Saúde

Portugal já fez mais de 1,3 milhões de testes de Covid-19 desde o início da pandemia

O nosso País é o quinto país da União Europeia que mais testa, assegurou esta sexta-feira, 10 de julho, a ministra da Saúde.
Testes são essenciais para identificar e conter surtos.

A conferência de imprensa desta sexta-feira, 10 de julho, contou com a presença da diretora-geral da Saúde, Graça Freitas, e a ministra da Saúde, Marta Temido, num dia em que o boletim diário regista mais 402 casos, que elevam o número total para 45.679 desde o início da pandemia.

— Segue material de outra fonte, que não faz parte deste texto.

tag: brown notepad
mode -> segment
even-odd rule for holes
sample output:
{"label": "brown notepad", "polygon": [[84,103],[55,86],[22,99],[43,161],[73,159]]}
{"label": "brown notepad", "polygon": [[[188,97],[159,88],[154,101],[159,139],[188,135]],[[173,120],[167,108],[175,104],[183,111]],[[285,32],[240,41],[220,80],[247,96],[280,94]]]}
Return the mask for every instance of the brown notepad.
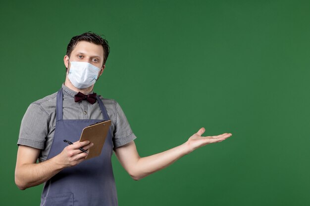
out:
{"label": "brown notepad", "polygon": [[86,160],[100,155],[110,125],[111,121],[108,120],[92,124],[83,129],[80,141],[88,140],[94,143],[94,146],[89,148]]}

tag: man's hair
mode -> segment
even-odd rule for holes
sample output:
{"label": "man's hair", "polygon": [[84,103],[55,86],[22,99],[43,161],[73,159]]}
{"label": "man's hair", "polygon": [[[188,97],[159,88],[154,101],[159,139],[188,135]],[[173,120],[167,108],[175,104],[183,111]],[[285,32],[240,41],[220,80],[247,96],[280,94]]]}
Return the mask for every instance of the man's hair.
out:
{"label": "man's hair", "polygon": [[110,47],[107,41],[103,39],[100,35],[93,32],[88,32],[76,36],[71,39],[68,46],[67,46],[67,55],[70,57],[72,50],[74,49],[76,44],[81,41],[86,41],[97,45],[101,45],[103,47],[103,65],[105,64],[107,56],[110,53]]}

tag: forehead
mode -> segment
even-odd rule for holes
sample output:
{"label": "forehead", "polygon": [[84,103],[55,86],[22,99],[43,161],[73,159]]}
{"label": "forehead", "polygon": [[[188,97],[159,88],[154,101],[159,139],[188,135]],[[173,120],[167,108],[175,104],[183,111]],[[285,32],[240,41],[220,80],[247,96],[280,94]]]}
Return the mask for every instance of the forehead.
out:
{"label": "forehead", "polygon": [[71,54],[83,53],[89,56],[103,57],[103,48],[101,45],[85,41],[79,41],[71,52]]}

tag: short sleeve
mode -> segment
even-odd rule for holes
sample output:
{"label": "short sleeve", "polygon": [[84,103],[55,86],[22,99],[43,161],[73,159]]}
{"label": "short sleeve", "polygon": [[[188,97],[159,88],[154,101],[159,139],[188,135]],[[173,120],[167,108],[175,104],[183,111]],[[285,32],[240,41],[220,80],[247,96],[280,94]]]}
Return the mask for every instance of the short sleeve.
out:
{"label": "short sleeve", "polygon": [[49,118],[48,113],[40,105],[31,104],[22,120],[17,145],[44,149]]}
{"label": "short sleeve", "polygon": [[115,102],[115,127],[114,131],[114,149],[130,142],[137,137],[133,133],[122,108]]}

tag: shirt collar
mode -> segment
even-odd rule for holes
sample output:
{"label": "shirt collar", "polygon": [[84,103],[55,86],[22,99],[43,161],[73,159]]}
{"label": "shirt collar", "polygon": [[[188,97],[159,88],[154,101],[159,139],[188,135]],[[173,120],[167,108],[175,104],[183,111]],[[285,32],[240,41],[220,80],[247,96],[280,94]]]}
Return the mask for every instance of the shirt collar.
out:
{"label": "shirt collar", "polygon": [[[62,90],[64,91],[67,94],[68,94],[69,96],[72,98],[74,98],[74,96],[77,94],[78,92],[73,91],[73,90],[69,88],[67,86],[64,85],[64,83],[63,83],[62,86]],[[94,90],[91,91],[87,94],[93,94],[94,93]]]}

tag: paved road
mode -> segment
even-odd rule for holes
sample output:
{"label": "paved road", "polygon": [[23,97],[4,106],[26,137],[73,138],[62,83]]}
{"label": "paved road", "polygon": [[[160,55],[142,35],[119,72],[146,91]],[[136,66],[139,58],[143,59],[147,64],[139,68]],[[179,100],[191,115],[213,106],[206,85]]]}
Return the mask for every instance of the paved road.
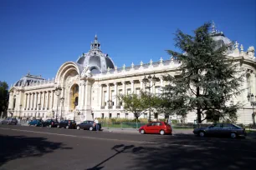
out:
{"label": "paved road", "polygon": [[0,126],[1,170],[254,169],[256,138]]}

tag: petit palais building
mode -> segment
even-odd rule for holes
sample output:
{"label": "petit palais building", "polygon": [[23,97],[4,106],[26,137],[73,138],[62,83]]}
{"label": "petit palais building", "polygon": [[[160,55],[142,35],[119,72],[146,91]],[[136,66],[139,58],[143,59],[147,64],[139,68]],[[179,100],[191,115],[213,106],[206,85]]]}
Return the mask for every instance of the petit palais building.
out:
{"label": "petit palais building", "polygon": [[[222,32],[212,29],[212,35],[221,46],[231,41]],[[256,58],[254,48],[243,50],[238,42],[227,56],[240,62],[241,72],[246,72],[243,87],[246,90],[233,102],[242,101],[243,108],[238,112],[238,123],[253,123],[253,108],[256,108]],[[150,60],[139,65],[118,68],[114,61],[102,52],[97,36],[90,44],[87,53],[83,53],[77,61],[63,63],[53,79],[28,73],[9,89],[8,117],[64,118],[92,120],[95,118],[134,118],[131,112],[123,110],[123,103],[116,98],[118,94],[139,93],[146,90],[142,79],[145,76],[155,75],[157,81],[150,88],[151,93],[161,92],[167,82],[162,79],[166,73],[178,75],[181,63],[173,58]],[[253,97],[251,98],[252,94]],[[248,96],[250,98],[248,98]],[[253,104],[255,106],[253,106]],[[141,116],[148,118],[149,113]],[[162,118],[164,115],[151,115],[152,119]],[[177,116],[172,119],[181,120]],[[189,112],[183,122],[194,122],[195,112]]]}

A ministra da Saúde confirmou que é a região de Lisboa e Vale do Tejo que nesta fase mais tem contribuído para o aumento dos números totais. Dos 161 surtos ativos, a maioria verifica-se nesta região. Marta Temido reforçou ainda que a testagem continua a ser essencial e é para manter de resto uma posição defendida hoje mesmo pelo primeiro-ministro, António Costa.

Na conferência de imprensa, e respondendo a uma questão em particular, a ministra da Saúde reforçou a ideia de que “Portugal permanece como o quinto país da União Europeia que mais testes realiza”. No total, especificou, Portugal fez desde dia 1 de março um milhão e 316 mil testes para o novo coronavírus, “havendo entidades empregadoras e autarquias a realizar rastreios de grande amplitude”.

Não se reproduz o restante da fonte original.